— * Lines 27-87 {below—the rest of this section except the last two lines} were added in the edition of 1868; they clear up the obscurity of this section of the poem, as it stood in the original edition of 1864. —

2.
‘Tis a clay cast, the perfect thing,
From Hand live once, dead long ago:
Princess-like it wears the ring
To fancy’s eye, by which we know {30}
That here at length a master found
His match, a proud lone soul its mate,
As soaring genius sank to ground
And pencil could not emulate
The beauty in this,—how free, how fine
To fear almost!—of the limit-line.
Long ago the god, like me
The worm, learned, each in our degree:
Looked and loved, learned and drew,
Drew and learned and loved again, {40}
While fast the happy minutes flew,
Till beauty mounted into his brain
And on the finger which outvied
His art he placed the ring that’s there,
Still by fancy’s eye descried,
In token of a marriage rare:
For him on earth, his art’s despair,
For him in heaven, his soul’s fit bride.

3.
Little girl with the poor coarse hand
I turned from to a cold clay cast— {50}
I have my lesson, understand
The worth of flesh and blood at last!
Nothing but beauty in a Hand?
Because he could not change the hue,
Mend the lines and make them true
To this which met his soul’s demand,—
Would Da Vinci turn from you?
I hear him laugh my woes to scorn—
“The fool forsooth is all forlorn
Because the beauty, she thinks best, {60}
Lived long ago or was never born,—
Because no beauty bears the test
In this rough peasant Hand! Confessed
‘Art is null and study void!’
So sayest thou? So said not I,
Who threw the faulty pencil by,
And years instead of hours employed,
Learning the veritable use
Of flesh and bone and nerve beneath
Lines and hue of the outer sheath, {70}
If haply I might reproduce
One motive of the mechanism,
Flesh and bone and nerve that make
The poorest coarsest human hand
An object worthy to be scanned
A whole life long for their sole sake.
Shall earth and the cramped moment-space
Yield the heavenly crowning grace?
Now the parts and then the whole!
Who art thou, with stinted soul {80}
And stunted body, thus to cry
‘I love,—shall that be life’s strait dole?
I must live beloved or die!’
This peasant hand that spins the wool
And bakes the bread, why lives it on,
Poor and coarse with beauty gone,—
What use survives the beauty? Fool!”
Go, little girl with the poor coarse hand!
I have my lesson, shall understand.

IX. On Deck.

1.
There is nothing to remember in me,
Nothing I ever said with a grace,
Nothing I did that you care to see,
Nothing I was that deserves a place
In your mind, now I leave you, set you free.

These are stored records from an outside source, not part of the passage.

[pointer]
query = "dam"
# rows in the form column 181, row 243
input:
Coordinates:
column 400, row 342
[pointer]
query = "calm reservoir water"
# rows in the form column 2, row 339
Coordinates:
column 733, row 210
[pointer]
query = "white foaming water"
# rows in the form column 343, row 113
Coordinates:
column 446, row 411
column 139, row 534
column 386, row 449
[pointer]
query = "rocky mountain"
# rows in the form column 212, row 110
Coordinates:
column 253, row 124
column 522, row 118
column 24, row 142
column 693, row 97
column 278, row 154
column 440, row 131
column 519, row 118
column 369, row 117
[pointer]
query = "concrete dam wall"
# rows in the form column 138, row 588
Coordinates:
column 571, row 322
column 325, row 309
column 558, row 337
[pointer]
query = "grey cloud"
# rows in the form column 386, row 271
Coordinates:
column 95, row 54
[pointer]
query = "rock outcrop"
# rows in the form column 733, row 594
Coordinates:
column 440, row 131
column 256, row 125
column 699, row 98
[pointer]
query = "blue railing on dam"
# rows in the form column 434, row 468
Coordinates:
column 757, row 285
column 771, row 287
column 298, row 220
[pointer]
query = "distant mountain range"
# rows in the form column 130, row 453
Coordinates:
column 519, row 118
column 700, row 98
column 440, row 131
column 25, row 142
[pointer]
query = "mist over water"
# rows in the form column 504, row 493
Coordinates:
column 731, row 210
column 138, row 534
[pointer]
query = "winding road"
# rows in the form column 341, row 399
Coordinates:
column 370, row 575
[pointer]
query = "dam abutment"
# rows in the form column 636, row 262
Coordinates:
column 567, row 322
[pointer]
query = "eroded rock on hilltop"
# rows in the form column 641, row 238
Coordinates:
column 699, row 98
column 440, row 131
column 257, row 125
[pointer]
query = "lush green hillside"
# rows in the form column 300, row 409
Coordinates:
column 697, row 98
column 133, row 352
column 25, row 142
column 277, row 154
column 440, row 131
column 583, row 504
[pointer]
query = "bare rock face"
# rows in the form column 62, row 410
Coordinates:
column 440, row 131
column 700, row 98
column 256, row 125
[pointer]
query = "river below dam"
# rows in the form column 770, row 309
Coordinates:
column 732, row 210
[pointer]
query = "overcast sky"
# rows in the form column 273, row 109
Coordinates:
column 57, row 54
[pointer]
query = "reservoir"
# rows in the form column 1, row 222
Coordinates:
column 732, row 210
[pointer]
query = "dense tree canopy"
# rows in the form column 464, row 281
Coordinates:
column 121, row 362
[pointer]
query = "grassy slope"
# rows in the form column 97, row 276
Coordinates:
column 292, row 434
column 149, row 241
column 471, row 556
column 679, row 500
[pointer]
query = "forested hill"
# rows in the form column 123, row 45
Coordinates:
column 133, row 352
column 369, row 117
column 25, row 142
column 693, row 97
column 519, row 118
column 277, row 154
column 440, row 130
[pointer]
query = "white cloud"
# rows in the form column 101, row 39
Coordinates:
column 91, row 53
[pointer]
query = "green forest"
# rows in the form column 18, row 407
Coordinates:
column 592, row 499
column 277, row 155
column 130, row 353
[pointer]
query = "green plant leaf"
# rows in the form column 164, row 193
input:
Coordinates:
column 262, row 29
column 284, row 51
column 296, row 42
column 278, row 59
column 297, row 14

— St. 1. Nothing I did that you care to see: refers to her art-work.

2.
Conceded! In turn, concede to me,
Such things have been as a mutual flame.
Your soul’s locked fast; but, love for a key,
You might let it loose, till I grew the same
In your eyes, as in mine you stand: strange plea!

3.
For then, then, what would it matter to me
That I was the harsh, ill-favored one?
We both should be like as pea and pea;
It was ever so since the world begun:
So, let me proceed with my reverie.

St. 3. Here it is indicated that she had not the personal charms
which were needed to maintain her husband’s interest.
A pretty face was more to him than a deep loving soul.

4.
How strange it were if you had all me,
As I have all you in my heart and brain,
You, whose least word brought gloom or glee,
Who never lifted the hand in vain
Will hold mine yet, from over the sea!

5.
Strange, if a face, when you thought of me,
Rose like your own face present now,
With eyes as dear in their due degree,
Much such a mouth, and as bright a brow,
Till you saw yourself, while you cried “‘Tis She!”